São burros porque, na ânsia de se manterem no poder dão as costas para a verdade - eita arma perigosa! - que o clamor dos protestos espalha pelas ruas.

Ninguém anda por aí desfraldando as bandeirtas rançosas do socialismo, da esquerda, da direita, de algum partido político salvador da pátria, nem mesmo de uma antiga revolução que "construiu" a redemocratização.

Isso é papo furado que já não cola; que já se desminlinguiu por si mesmo e até por influência malígna dos que se apropriaram desta República. Essa besteirada não está na pauta dessa geração nova, que sacode o Brasil. Ficaram perdidos nos cadernos e relegados nas cartilhas e nos panfletos subterrâneos que ensinam como comandar a massa e sacudir a pança.

O que o clamor das ruas - sem a infiltração dos lacaios profissionais disfarçados de sindicatos, "lideranças" partidárias, ONGs, "movimentos sociais" - está fazendo estourar pelas calçadas, pelos passeios, pelas vias expressas, pelas entradas e saídas das cidades são coisas que dizem respeito à vida real de cada cidadão.

A gente tem fome de quê? De democracia participativa e verdadeira; tem fome de trabalho para todos e não apenas para os que se deixam cooptar pela "estratégia de coalizão", eufemismo para compra e venda de almas e de aliados.
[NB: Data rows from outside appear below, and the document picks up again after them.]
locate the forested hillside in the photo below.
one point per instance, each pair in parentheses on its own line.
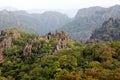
(26,56)
(110,31)
(88,19)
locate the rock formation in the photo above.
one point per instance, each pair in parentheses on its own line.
(6,40)
(49,36)
(63,38)
(27,50)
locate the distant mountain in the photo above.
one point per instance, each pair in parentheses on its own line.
(110,31)
(88,19)
(39,23)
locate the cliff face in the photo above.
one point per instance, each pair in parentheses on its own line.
(110,31)
(6,39)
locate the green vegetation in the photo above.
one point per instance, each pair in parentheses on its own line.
(99,61)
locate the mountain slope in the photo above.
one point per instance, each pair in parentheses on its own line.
(25,56)
(110,31)
(88,19)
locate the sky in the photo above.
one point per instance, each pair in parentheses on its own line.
(56,4)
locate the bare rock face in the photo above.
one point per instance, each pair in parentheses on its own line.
(62,35)
(1,56)
(6,43)
(16,34)
(63,38)
(27,50)
(6,40)
(5,32)
(49,36)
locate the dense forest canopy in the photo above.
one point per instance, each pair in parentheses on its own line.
(25,56)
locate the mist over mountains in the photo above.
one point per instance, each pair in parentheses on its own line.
(79,27)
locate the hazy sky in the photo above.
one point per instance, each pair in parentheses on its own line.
(70,6)
(56,4)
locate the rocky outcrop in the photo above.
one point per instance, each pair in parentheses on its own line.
(27,50)
(28,47)
(49,36)
(6,40)
(63,38)
(110,31)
A gente tem fome de quê? De respeito, com licença por favor, aos direitos humanos de cada um e da sociedade como um todo; tem fome de transparência na coisa pública; tem fome de ver na cadeia e varridos de vez da nossa vida todo tipo de corrupto ativo e passivo.
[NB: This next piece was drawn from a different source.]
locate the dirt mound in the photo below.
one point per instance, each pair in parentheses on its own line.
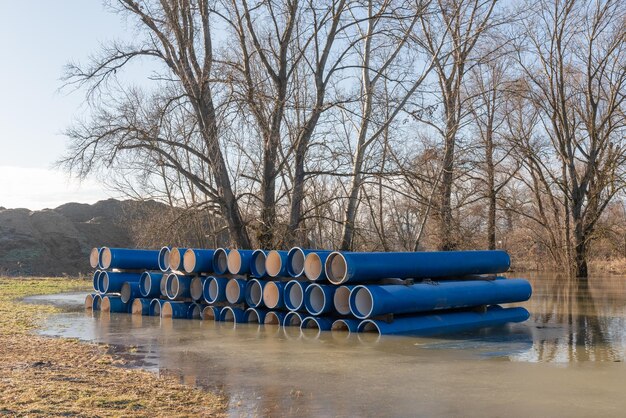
(54,242)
O que o Brasil novo que surge agora está sabendo é que isso tudo não é apenas um sonho; é mais que isso, um sonho possível. 

O que a gente sabe agora é o que eles, os que mandam e desmandam nesse país, fingem que não sabem: o que a gente sabe agora é que ninguém se sente representado pelos poderes instituídos que acomodaram seus fundilhos num Brasil nababesco, um paraíso de falcatruas e enganações que, como em todo regime totalitário e feudal, distribui pão, circo, migalhas para o povo, em suas mais diversas extratificações sociais.

O pobre ganha bolsa; o remediado ganha emprego público; os ricos ganham licitações. E eles, uma vez lá que outra, no intervalo de outros grandes negócios internacionais, levam comissão de consultores e vida boa de lobistas com uma Copa-Cozinha aqui, outra Copa do Mundo lá, uns Jogos Olímpicos acolá.

Essa gente é burra e pensa que o povo também é. Isso é burrice em estado terminal.